La deuxième raison que je relève, est celle non pas du changement d’atmosphère de la ville mais le changement du rythme même de la personne en question lorsqu’arrivent ces congés. Ainsi l’être lâche, même momentanément, son activité professionnelle, ses habitudes, son quotidien qui, j’ai tout lieu de le penser, devait constituer pour lui un cadre suffisamment structurant pour apaiser l’angoisse de morcellement sous-jacente. Autrement dit, ce qui permettait de tenir bon ne tient plus, et l’angoisse déborde le moi.

C’est ainsi que j’ai reçu, le mois dernier, une patiente, Mme C., tout à fait paniquée et demandant à me rencontrer d’urgence (ce que je fis l’après-midi même). Elle put m’expliquer comment son angoisse la submergea au moment même de ses congés, dans un moment de détente, de calme, un moment de ne rien faire. Le problème est bien là pour le sujet psychotique qui a bien du mal à trouver sa béquille, celle qui lui permet de vivre debout sans trop de mal.

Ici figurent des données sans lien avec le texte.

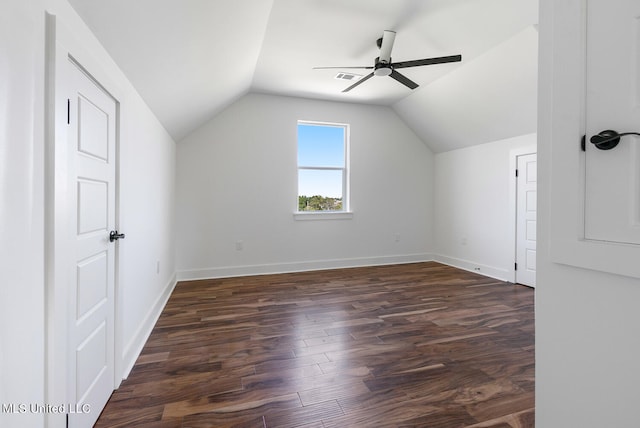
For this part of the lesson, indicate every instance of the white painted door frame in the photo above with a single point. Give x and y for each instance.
(513, 201)
(60, 46)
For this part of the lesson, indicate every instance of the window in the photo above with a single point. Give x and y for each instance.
(322, 167)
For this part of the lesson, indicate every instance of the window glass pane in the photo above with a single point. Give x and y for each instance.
(319, 190)
(320, 145)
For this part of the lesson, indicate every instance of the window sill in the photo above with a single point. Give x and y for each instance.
(323, 215)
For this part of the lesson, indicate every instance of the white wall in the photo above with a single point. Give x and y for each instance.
(21, 208)
(236, 181)
(146, 204)
(587, 322)
(473, 224)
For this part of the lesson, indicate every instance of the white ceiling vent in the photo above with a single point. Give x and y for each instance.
(347, 76)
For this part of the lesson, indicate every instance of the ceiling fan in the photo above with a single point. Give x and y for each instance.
(384, 67)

Nous connaissons déjà chez le névrosé, du moins certains, quelque chose de particulier lorsque les vacances arrivent, c’est-à-dire ce moyen qu’il a, ou qu’il prend, une fois de plus, de se saboter et de ruiner ces accès au plaisir. Ainsi certains se cassent la jambe avant de partir en congés, d’autres tombent malade avant ou pendant leurs vacances et restent cloués au lit. Nous voyons ici à l’œuvre la résistance du surmoi, repérée par Freud et mise en lumière par Fernando de Amorim, pour s’empêcher de profiter, de prendre du plaisir, voire de se punir. Chez le psychotique, ici, cela n’est pas tout à fait la même chose. Il semble que la rupture d’avec le quotidien rythmé, qui de toute évidence soutient la structure psychotique, entraine un bouleversement parfois trop brusque qui soulève des angoisses massives structurelles, insupportables pour le sujet souffrant.

De là l’importance que des cliniciens formés et engagés dans leur clinique puissent recevoir au plus vite ces sujets qui nous appellent pour les aider à s’apaiser et retrouver le calme nécessaire à la poursuite de leur existence. C’est ce que propose le dispositif du RPH où une dizaine de cliniciens sont présents durant tout l’été, à la disposition immédiate de ceux qui souhaitent rencontrer un psychothérapeute ou psychanalyste pour parler ce qui les fait souffrir.